Collage des brackets : le décollement répété est presque toujours une contamination, pas l'adhésif
Le décollement d'un bracket coûte une séance non programmée et allonge le traitement. Lorsqu'il se répète sur la même dent, la cause tient presque toujours au protocole de collage, non à l'adhésif choisi.
La contamination salivaire est la première cause, et elle agit en un temps très bref. Un émail mordancé et séché qu'un instant de salive touche perd une grande part de son adhérence, et l'aspect crayeux caractéristique disparaît.
Le contrôle est visuel : après mordançage et séchage, l'émail doit paraître blanc crayeux. S'il est brillant, il a été contaminé et doit être remordancé.
L'isolation est donc la partie du protocole sur laquelle on n'économise pas. Écarteur, rouleaux de coton et aspiration suffisante valent plus que toute différence entre produits.
Le mordançage total à l'acide orthophosphorique à 37 pour cent reste la référence pour l'adhésion à l'émail. La durée habituelle est de 15 à 30 secondes, et la prolonger n'augmente pas l'adhérence : elle crée une couche de prismes si profonde qu'elle s'effrite.
Les primers auto-mordançants réduisent les étapes et le temps au fauteuil, et sur un émail non préparé ils offrent des valeurs d'adhérence légèrement inférieures mais cliniquement suffisantes dans la plupart des cas.

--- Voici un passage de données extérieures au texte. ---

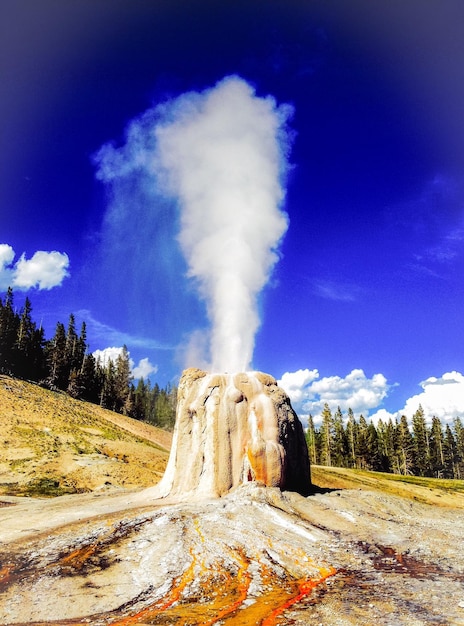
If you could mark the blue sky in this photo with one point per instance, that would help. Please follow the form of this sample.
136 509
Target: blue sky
363 307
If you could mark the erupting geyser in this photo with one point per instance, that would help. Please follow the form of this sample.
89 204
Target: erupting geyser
222 155
233 429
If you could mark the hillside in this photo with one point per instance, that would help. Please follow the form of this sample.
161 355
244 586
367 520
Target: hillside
366 548
51 444
434 491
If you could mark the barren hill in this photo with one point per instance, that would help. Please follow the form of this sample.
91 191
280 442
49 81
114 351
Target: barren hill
51 444
365 549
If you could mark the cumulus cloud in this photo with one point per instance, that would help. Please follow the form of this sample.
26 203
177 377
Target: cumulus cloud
309 393
44 270
142 370
442 397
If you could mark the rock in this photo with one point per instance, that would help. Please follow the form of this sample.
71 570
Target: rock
232 429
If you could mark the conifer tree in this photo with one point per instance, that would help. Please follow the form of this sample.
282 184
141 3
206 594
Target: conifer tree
405 450
311 441
450 453
362 444
459 437
58 370
421 444
340 443
351 437
9 323
326 436
437 458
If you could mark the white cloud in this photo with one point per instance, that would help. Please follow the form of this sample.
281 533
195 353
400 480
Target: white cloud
295 384
142 370
44 270
334 291
107 334
308 393
440 397
107 354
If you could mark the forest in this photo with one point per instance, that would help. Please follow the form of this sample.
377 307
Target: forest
63 363
434 450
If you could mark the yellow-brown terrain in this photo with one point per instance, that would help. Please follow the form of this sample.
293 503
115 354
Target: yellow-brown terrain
51 444
366 549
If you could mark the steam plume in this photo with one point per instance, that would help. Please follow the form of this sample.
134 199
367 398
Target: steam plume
223 155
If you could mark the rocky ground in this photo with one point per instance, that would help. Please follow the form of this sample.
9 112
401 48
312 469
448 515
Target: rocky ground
255 556
365 549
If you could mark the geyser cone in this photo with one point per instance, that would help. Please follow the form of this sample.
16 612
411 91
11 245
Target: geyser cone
233 429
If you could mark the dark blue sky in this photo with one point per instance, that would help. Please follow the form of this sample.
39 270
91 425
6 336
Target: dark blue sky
370 275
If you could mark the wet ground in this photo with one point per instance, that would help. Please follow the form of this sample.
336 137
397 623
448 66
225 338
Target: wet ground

Ils restent moins indiqués sur un émail fluorotique ou sur des surfaces particulièrement lisses, où le mordançage plus agressif garde un avantage.
Le collage sur des surfaces non amélaires exige des protocoles différents, et c'est le point le plus négligé. Un bracket sur une couronne céramique demande un mordançage à l'acide fluorhydrique et un silane ; sur une couronne métallique, un sablage et un primer spécifique.
Employer le protocole de l'émail sur une couronne prothétique produit un décollement quasi certain, et le patient l'interprète comme un défaut du travail orthodontique.
L'excès d'adhésif autour de la base est la cause la plus fréquente de déminéralisation, car il retient la plaque dans une zone que le patient ne peut nettoyer. Il doit être retiré avant photopolymérisation, tant que c'est facile.
La dépose du composite résiduel en fin de traitement est le moment où l'émail peut être endommagé de façon permanente. Les fraises à basse vitesse sous contrôle visuel restent la méthode la plus prudente.
L'usage de fraises diamantées à ce stade enlève composite et émail ensemble, et la différence ne se voit pas avant qu'il soit trop tard. Les fraises en carbure de tungstène à lames sont plus sélectives.
En résumé : le décollement répété signale une contamination ou un protocole inadapté au substrat, l'émail mordancé doit paraître blanc crayeux, les surfaces prothétiques exigent leurs propres protocoles, et la dépose finale se fait avec des instruments sélectifs.